A common safe pattern is to keep only your entry point public and put everything sensitive in private subnets. In AWS terms: a subnet is “public” when its route table has a route to an Internet Gateway (IGW). A subnet is “private” when it has no direct IGW route.
One practical gotcha: private subnets usually can’t reach the public internet for updates unless you plan outbound access. Common fixes are a NAT Gateway for general outbound traffic, or VPC endpoints for private access to AWS services (like S3). If outbound (egress) isn’t designed, installs/updates can fail and debugging becomes painful.
3) IAM: Site Security (Permissions + Identity)
IAM is access control: who can do what, and on which resources. In real systems, most incidents aren’t “AWS failed” — they’re “permissions were too broad”. Least privilege is a core habit, not an optional feature.
A clean example: if your Laravel app needs to upload to S3, give the EC2 instance an IAM Role that allows only the actions you need (for example, write to a specific bucket path). Avoid giving admin access just to “make it work”.
4) S3: The Infinite Depot (Simple Storage Service)
S3 is object storage: uploads, images, PDFs, backups, and logs. It’s the warehouse that scales without you thinking about disk size or server limits.
In practice, this is what makes app servers scalable: your Laravel app stores uploads in S3 and keeps only a reference in the database. You can then replace or scale EC2 instances without losing files.
Security note: be intentional about public access. If files should be private, keep the bucket private and use controlled access patterns (for example, pre-signed URLs for time-limited downloads).
5) RDS: The Specialist Contractor (Relational Database Service)
You can run Postgres/MySQL on EC2, but RDS exists so you don’t have to babysit the database layer.
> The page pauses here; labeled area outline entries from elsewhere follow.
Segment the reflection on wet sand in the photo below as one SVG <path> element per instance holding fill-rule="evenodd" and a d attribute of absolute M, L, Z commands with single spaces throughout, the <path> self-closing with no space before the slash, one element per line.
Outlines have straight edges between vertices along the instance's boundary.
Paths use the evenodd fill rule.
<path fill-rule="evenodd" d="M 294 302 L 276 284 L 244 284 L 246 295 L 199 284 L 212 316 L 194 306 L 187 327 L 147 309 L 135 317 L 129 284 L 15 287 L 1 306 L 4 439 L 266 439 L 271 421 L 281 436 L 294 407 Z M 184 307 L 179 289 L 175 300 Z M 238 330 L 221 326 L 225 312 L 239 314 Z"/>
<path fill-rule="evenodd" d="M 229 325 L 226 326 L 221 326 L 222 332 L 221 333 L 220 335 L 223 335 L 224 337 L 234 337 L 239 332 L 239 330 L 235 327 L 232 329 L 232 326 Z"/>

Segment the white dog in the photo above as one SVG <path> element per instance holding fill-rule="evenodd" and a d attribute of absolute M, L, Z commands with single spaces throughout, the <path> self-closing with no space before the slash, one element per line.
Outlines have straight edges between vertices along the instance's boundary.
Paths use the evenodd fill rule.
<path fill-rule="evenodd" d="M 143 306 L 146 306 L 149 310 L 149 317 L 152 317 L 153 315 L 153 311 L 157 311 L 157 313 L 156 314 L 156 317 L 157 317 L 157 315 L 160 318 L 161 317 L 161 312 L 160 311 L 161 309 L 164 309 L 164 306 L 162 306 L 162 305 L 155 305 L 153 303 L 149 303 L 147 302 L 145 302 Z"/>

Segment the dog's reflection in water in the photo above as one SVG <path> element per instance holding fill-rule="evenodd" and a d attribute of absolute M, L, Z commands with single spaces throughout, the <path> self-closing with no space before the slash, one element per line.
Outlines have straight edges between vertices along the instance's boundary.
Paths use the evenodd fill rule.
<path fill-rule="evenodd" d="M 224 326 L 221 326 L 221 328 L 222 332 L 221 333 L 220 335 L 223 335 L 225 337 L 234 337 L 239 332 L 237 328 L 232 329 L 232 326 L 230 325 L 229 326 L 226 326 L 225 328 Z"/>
RDS provides managed operations like automated backups and patching, and supports high availability options such as Multi-AZ.
The design rule I follow: keep the database private and only allow inbound connections from your application layer. If a database is publicly reachable, you’re starting from an unnecessary risk position.
6) CloudFormation: The Blueprints (Infrastructure as Code)
CloudFormation is where AWS becomes repeatable. Instead of manually clicking around the console and hoping you remember every setting, you define infrastructure in a template and deploy it as a stack.
The value is consistency: the same template can create dev, staging, and production environments with the same baseline rules. It’s reviewable, version-controlled, and far less fragile than click-ops.
Quick FAQ
Do I need to learn every AWS service?
No. Most real projects start with fundamentals. Once you understand compute, networking, identity, storage, databases, and IaC, everything else becomes “an add-on” rather than an entirely new universe.
What should I learn after this?
Load balancing, monitoring/logging, and CI/CD. Those are the next layers that turn a “working environment” into a “production environment”.
Final takeaway
AWS is a construction site: workforce, fence, security gate, depot, contractor, and blueprints. Once you see that model, the cloud stops feeling like magic and starts feeling like engineering.
Note: Built from AWS fundamentals study + official docs, then rewritten in my own words.